Now based in Santa Monica, California, Hurtado has been painting for more than 70 years, but has only recently begun to get the acclaim many critics think she deserves.
Joseph Constable, curator of the “Luchita Hurtado: I Live I Die I Will Be Reborn” exhibition at the Serpentine Gallery, said: “We decided to give her an exhibition now, due the striking layers of experimentation that mark her oeuvre, as well as the contemporary relevance of her work to issues such as our relationship to the environment and the realities of its destruction.”
Her paintings have variously been described as surrealist, magic surrealist and utopian.

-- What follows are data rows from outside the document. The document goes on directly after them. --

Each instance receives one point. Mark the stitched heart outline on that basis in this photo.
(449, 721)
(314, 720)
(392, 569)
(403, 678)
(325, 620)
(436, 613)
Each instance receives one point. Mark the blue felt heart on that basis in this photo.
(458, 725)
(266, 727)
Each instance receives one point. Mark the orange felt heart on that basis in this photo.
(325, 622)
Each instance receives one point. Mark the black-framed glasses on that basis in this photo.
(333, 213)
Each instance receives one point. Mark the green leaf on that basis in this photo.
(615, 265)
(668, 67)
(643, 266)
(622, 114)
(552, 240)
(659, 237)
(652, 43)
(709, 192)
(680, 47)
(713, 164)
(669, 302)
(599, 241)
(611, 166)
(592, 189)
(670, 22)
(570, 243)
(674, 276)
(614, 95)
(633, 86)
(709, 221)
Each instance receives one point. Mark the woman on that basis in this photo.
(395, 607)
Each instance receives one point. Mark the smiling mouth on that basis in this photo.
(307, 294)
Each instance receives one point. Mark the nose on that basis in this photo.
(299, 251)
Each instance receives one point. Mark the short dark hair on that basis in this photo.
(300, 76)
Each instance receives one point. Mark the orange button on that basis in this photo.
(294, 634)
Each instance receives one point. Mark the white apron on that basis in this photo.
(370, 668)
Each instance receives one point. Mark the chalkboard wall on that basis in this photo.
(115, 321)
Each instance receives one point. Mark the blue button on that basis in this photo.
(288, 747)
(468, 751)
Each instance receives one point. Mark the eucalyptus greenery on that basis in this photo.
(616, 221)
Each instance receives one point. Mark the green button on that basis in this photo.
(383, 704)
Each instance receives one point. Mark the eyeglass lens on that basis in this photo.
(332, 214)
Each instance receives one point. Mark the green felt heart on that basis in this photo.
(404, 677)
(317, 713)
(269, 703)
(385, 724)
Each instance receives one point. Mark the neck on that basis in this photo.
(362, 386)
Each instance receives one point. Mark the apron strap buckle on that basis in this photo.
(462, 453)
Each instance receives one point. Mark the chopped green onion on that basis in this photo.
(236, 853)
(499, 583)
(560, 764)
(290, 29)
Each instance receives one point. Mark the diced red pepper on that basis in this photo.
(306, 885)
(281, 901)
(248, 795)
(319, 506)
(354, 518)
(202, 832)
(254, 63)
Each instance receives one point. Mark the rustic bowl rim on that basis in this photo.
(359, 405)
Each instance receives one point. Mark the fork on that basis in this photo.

Visual artist Patricia Bidi described herself as Hurtado’s “number one fan in the world”. Bidi said: “I have been inspired by her connection to nature. [Hurtado] says, ‘I have a responsibility to the world, I have a responsibility to my planet.’”
In her youth, Hurtado rubbed shoulders with some of the greatest artists of the 20th century, such as Frida Kahlo and Marcel Duchamp, but she wasn’t “discovered” until the artistic director of the gallery, Hans-Ulrich Obrist, first discovered her work during a studio visit in 2017.
One year later, she came to critical attention worldwide as part of the group exhibition “Made in LA” at the Hammer Museum in Los Angeles.
One of Constable’s favourite works in the current show, which runs until 20 October, is a series called “Moth Lights” which the curator describes as “a group of 24 paintings arranged together that comprise formal experiments in depicting light on the canvas”.
The name derives from the artist’s interest in seeing whether moths would be attracted to the depiction of light in the same way as they are to flames or to electric light.